Poco a poco vamos dejando atrás aquello que nos "definía". Esos rasgos característico, ligados a alguna actividad, que solía encajar a la perfección con la pronunciación del nombre que nos asignaron al nacer. Las "cosas" se acomodaban segun este vaivén de devenires; pero no hay tal.

O si. Y no lo vemos. Lo creemos.

Hace 3 años creía fervientemente que la palabra "taciturno"

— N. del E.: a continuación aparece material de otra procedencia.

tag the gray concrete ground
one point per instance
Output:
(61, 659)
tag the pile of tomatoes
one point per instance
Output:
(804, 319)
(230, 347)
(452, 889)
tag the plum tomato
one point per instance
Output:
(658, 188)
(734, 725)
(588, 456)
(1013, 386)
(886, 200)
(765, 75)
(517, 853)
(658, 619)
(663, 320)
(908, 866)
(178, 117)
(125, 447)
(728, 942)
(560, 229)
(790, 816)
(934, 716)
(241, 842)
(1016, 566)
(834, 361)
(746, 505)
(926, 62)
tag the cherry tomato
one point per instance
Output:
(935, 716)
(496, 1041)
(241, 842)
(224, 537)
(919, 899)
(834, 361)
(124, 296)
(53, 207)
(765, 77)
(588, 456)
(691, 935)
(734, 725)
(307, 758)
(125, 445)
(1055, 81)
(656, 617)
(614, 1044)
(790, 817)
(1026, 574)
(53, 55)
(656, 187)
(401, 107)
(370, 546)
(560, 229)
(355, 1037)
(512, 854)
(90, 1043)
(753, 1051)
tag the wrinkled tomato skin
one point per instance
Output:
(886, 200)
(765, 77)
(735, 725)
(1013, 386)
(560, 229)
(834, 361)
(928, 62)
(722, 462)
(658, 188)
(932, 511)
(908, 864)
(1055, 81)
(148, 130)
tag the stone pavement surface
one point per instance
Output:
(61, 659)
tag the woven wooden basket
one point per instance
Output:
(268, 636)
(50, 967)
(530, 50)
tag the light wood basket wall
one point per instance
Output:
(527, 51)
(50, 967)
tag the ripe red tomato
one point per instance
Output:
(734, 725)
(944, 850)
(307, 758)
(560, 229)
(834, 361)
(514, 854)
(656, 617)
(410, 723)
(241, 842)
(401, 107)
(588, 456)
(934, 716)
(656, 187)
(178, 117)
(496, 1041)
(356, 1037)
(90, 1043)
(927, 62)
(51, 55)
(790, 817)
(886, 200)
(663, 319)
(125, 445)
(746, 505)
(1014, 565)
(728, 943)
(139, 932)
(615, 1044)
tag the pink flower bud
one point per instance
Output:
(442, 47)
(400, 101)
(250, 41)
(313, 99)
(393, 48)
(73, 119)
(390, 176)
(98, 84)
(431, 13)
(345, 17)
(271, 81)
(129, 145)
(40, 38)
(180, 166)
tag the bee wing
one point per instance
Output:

no solo quedaba a mi personalidad, si no a todo mi día a día y la respuesta motriz, psicoanalitica y cogniciva de mi ser. Una persona que quise mucho, me dijo que no me quedaba. En ese mismo instante entendí que en efecto no quedaba. La oración "Amaury, taciturno", unos meses antes me resultaba fascinante y motivante. Ahora era caduca y con musgo al decirla. Yo me la creí, porque la casera en el departamento donde viví en Xalapa, me regaló una claqueta con la fecha de mi llegada y la palabra en cuestión. Me duró un par de años esa definición de mi persona.


Hoy me pregunto ¿qué será? He merodeado la palabra desconchabado o estrepitoso. Pero no, no "quedan". Una vez pensé en destilado. Pero ni la fotografía análoga se ha adueñado enteramente de mi. Descuanrajingado si me pongo mexa.

Por ahora solo pienso en mi otredad.